Dir-se-ia que, no espaço de uma semana, o País acordou para um “admirável” Mundo Novo. Parece que a nossa entrada no euro e a consequente eliminação dos riscos cambial e inflacionista criou um mundo de facilidades no acesso ao crédito que sustentou um ilusório aumento de riqueza. Parece que o sector transaccionável da nossa economia tem vindo a perder competitividade. Parece que o nosso tecido produtivo não conseguiu responder ao aumento de procura interna, que consumimos mais do que produzimos, e que temos vindo a acumular défice e endividamento externo. Parece, pois. Mas o que verdadeiramente parece extraordinário é que tudo isto soe a uma súbita revelação. Porque tudo isto, desde há vários anos, tem vindo a ser dito, escrito, gritado, por muitos dos mais respeitados e insuspeitos economistas do nosso país.
Como se justifica então a surpresa? Como se justifica que, estando o diagnóstico feito há tanto tempo, sendo previsível o desfecho a que agora assistimos, tenhamos continuado a caminhar alegremente para o abismo? Julgo que a questão, mais do que para o campo económico, nos remete para o domínio da política. E remete-nos em particular para as limitações (heresia! heresia!) da própria Democracia. Porque a verdade é que a política económica que temos seguido nos últimos dez anos, e que conduziu ao desastre que agora se “descobre”, foi sucessivamente sufragada pelo eleitorado. Por um eleitorado inebriado, é certo, pela ilusão de uma riqueza fácil.
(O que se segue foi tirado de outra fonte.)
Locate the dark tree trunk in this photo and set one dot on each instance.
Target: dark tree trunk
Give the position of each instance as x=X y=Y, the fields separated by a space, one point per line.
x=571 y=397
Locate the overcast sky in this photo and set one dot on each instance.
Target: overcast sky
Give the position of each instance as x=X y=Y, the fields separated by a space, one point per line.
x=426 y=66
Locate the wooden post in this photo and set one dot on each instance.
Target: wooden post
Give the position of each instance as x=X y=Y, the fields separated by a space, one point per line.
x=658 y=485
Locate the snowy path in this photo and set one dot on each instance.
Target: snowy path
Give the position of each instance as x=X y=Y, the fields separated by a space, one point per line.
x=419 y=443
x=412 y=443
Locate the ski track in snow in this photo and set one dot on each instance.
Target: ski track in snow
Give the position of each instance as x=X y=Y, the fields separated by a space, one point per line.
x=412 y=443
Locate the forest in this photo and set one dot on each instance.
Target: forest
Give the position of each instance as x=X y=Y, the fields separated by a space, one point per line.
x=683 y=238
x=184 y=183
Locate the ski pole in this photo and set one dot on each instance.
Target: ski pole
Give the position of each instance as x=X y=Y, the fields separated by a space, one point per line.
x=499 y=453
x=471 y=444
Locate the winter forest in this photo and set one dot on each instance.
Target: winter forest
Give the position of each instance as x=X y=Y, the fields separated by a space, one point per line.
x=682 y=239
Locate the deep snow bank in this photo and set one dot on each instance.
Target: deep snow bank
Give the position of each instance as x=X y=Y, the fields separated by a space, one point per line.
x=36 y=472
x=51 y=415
Mas a verdade é que, apesar de todos os avisos e até de algumas propostas políticas, fomos nós que escolhemos ficar surdos, fomos nós que optámos por “calar” os profetas da desgraça, fomos nós que escolhemos ser embalados pela ficção das facilidades que nunca existiram. Fomos nós, em suma, que fomos premiando todos quantos, nos últimos dez anos, nos prometeram aquilo que queríamos ouvir.
Dir-se-á que a Democracia é isto mesmo e que, a prazo, o sistema se auto-regula porque tem uma dimensão de auto-aprendizagem implícita na medida em que acabamos sempre por pagar o preço das nossas decisões. E é bem verdade. Mas o drama é que a história não acaba aqui. E pode bem acontecer mesmo que nem venhamos a ser nós, que sufragámos a política económica dos últimos anos, os principais prejudicados pelos erros de julgamento político que fomos cometendo. Pela simples razão de que a política seguida tem profundos impactos multigeracionais (e mais terá se o eng.º Sócrates persistir na sua perigosa fixação nas obras públicas) e muito do bem-estar de que desfrutámos nos últimos anos vai ser pago com pesados juros, não por nós, mas pelos nossos filhos. Que não foram chamados a decidir coisa nenhuma e muito menos beneficiaram da nossa ilusória riqueza.
Ora, para este problema, diga-se o que se disser, a Democracia não tem nenhuma resposta óbvia. E se é verdade que permanece o melhor de todos os sistemas políticos, não é menos verdade que o defenderemos tanto melhor quanto melhor soubermos conhecer as suas limitações.